I experimented with MPS on the hotspot CUDA application from the Rodinia-3.1 benchmark suite. A clone of that is maintained in my Git Hub.
(with MPS Enabled on the Linux System)
cuda/hotspot$ make
cuda/hotspot$ sudo nsys profile -o MPS-2-1 hotspot_launch.sh 2
The naming convention of the nsys output file used by me is as follows: MPS-<no_of_invocation_to_hotspot>-<interaction number>
So, the above MPS-2-1 means launched hotspot2 times under MPS for the first time. MPS-2-4 means launched hotspot2 times under MPS for the fourth time. (The nsys report files are present in rodinia-3.1-hotspot/cuda/hotspot/MPS_NSYS_REPORTS)
But, I noticed a huge variability in the cudaMalloc time.
The naming convention of the nsys output file used by me is as follows: NO-MPS-<no_of_invocation_to_hotspot>-<interaction number>
So, the above NO-MPS-2-1 means launched hotspot2 times under no MPS (time-slicing) for the first time. (The nsys report files are present in rodinia-3.1-hotspot/cuda/hotspot/NO_MPS_NSYS_REPORTS)
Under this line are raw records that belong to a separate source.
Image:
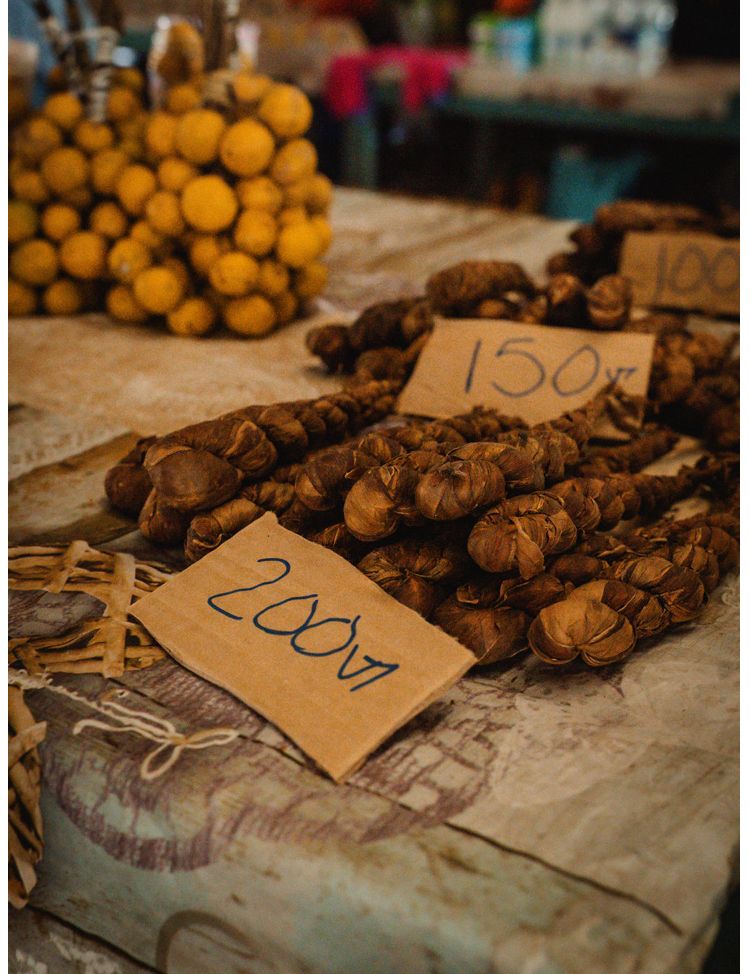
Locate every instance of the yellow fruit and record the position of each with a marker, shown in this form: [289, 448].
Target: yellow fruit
[180, 270]
[127, 259]
[246, 148]
[208, 204]
[206, 249]
[92, 137]
[63, 297]
[122, 103]
[292, 214]
[60, 220]
[80, 198]
[273, 278]
[64, 109]
[319, 193]
[27, 184]
[106, 167]
[294, 161]
[286, 111]
[130, 78]
[182, 98]
[260, 193]
[65, 169]
[158, 290]
[160, 133]
[323, 229]
[255, 232]
[195, 316]
[253, 316]
[164, 215]
[109, 220]
[84, 255]
[21, 299]
[174, 174]
[233, 274]
[121, 304]
[36, 138]
[249, 88]
[22, 221]
[145, 233]
[298, 244]
[34, 262]
[198, 135]
[285, 306]
[134, 186]
[295, 194]
[310, 281]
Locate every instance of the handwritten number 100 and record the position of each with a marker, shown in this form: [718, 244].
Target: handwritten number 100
[297, 633]
[511, 349]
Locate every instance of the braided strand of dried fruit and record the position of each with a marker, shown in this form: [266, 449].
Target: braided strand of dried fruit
[521, 532]
[203, 465]
[646, 446]
[208, 530]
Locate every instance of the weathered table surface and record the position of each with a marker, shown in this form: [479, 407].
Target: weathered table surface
[529, 823]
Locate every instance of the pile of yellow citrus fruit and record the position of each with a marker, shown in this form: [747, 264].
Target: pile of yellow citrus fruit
[191, 214]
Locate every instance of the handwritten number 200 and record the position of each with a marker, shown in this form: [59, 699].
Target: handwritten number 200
[296, 633]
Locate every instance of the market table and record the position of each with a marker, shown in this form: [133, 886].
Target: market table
[529, 822]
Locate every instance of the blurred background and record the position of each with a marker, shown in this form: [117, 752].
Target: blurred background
[552, 107]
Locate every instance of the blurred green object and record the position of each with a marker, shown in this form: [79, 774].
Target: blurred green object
[579, 183]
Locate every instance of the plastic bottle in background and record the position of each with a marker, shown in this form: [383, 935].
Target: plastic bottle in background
[657, 20]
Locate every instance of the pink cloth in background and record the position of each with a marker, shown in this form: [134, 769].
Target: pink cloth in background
[426, 76]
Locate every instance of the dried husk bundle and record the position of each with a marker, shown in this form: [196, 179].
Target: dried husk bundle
[460, 289]
[491, 633]
[25, 826]
[109, 645]
[416, 573]
[127, 484]
[646, 446]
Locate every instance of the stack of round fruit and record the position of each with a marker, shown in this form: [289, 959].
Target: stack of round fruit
[191, 214]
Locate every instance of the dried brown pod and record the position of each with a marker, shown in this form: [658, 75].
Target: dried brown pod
[492, 634]
[160, 523]
[461, 288]
[680, 589]
[577, 568]
[624, 215]
[520, 473]
[207, 531]
[531, 594]
[581, 627]
[608, 302]
[566, 300]
[331, 344]
[645, 613]
[127, 484]
[458, 488]
[380, 325]
[382, 363]
[338, 538]
[417, 321]
[415, 573]
[534, 312]
[520, 533]
[646, 446]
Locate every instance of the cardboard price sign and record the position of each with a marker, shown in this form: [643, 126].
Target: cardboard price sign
[696, 271]
[534, 371]
[305, 639]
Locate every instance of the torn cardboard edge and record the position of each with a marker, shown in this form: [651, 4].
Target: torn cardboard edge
[301, 636]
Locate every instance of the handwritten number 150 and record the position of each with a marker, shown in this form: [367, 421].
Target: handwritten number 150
[584, 361]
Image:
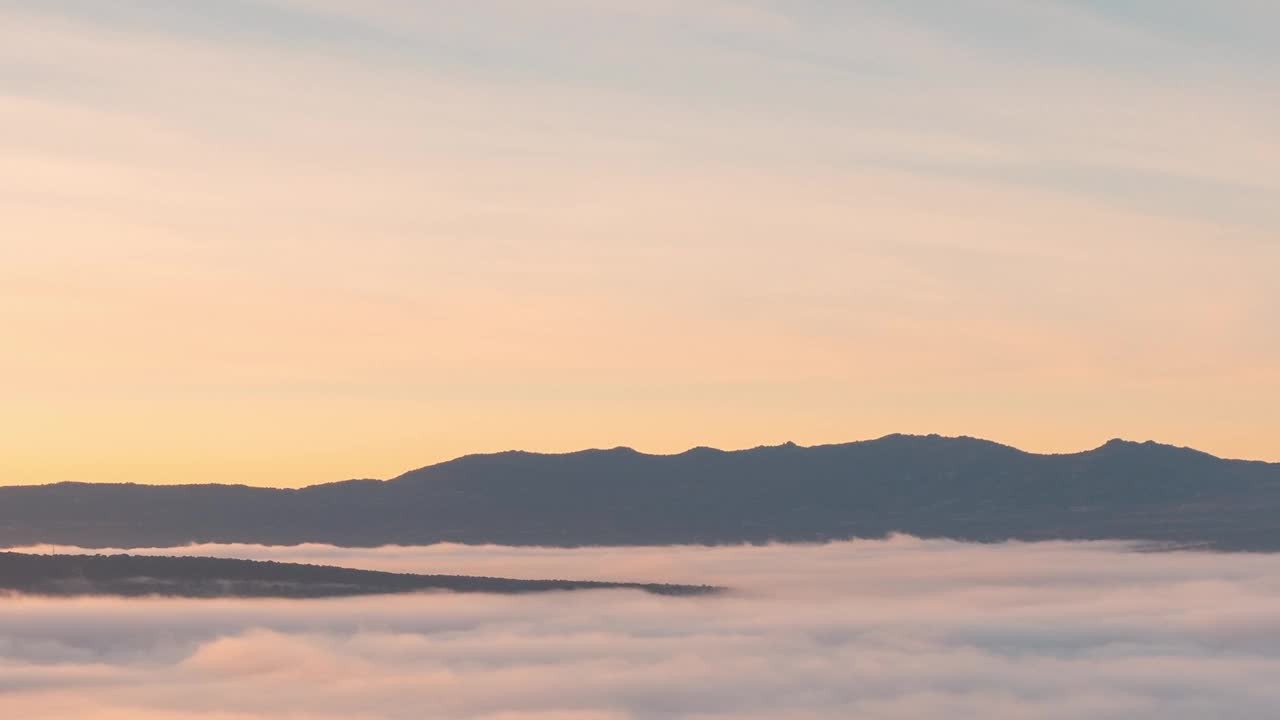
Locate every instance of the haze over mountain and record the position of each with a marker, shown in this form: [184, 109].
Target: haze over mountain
[129, 575]
[927, 486]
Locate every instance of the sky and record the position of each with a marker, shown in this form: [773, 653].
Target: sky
[296, 241]
[896, 629]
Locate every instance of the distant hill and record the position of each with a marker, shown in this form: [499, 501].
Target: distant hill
[133, 575]
[931, 486]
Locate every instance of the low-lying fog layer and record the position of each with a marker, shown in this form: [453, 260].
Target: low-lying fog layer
[894, 629]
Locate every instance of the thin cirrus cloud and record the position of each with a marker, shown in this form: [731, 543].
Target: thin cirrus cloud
[878, 629]
[232, 229]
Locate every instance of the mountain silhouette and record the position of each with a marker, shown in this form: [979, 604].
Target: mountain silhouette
[929, 486]
[133, 575]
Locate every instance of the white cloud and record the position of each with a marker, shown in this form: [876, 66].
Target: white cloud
[895, 629]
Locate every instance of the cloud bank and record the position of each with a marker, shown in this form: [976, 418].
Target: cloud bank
[872, 629]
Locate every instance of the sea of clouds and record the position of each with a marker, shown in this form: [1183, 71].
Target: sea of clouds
[872, 629]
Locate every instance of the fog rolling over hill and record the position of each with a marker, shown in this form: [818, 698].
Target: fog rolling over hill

Now the time of cudaMalloc seems to be double of what was reported with MPS enabled.
Possible reasons for variability in cudaMalloc time duration:
The first cudaMalloc call in an application may be also one that incurs CUDA initialization overhead.
cudaMalloc is a synchronizing operation. That means it cannot complete until all previous device activity in that context is idle. So viewed from an API perspective, if there is ongoing device activity (kernel execution) when the cudaMalloc call is issued, it will wait there (from an API perspective) until the device is idle.
In a multithreaded situation (and perhaps MPS multi-process), the CUDA runtime may institute locks to serialize certain activity. The acquisition cost of these locks will vary depending on instance specifics.
There may be other reasons for this as well.
For these reasons, canonical advice is to do all device memory allocations early in your application, and keep them out of concurrent work issuance loops/situations.
It is typical that one observes a wide distribution of execution times for allocation requests to dynamic memory allocators. Most allocators, including the CUDA allocator, comprise multiple layers, and typically the cost of an allocation request depends on how deep the allocator has to reach into this hierarchy. This in turn depends on the size of an allocation request, attributes of the allocation request (if any), and the present internal state of the allocator (e.g. fragmentation).
In order to further comment on this specific case one would need to know details of the cudaMalloc() calls associated with these profiles. The cluster of intense “OS runtime libraries” activity associated with each cudaMalloc() call shown suggests to me that these are large allocation causing the allocator to dip down to the deepest (most expensive) allocator layer. However, without knowing the internal details of the CUDA allocator (as far as I know, not documented by NVIDIA, it may well change over time) I am not particular confident in this diagnosis.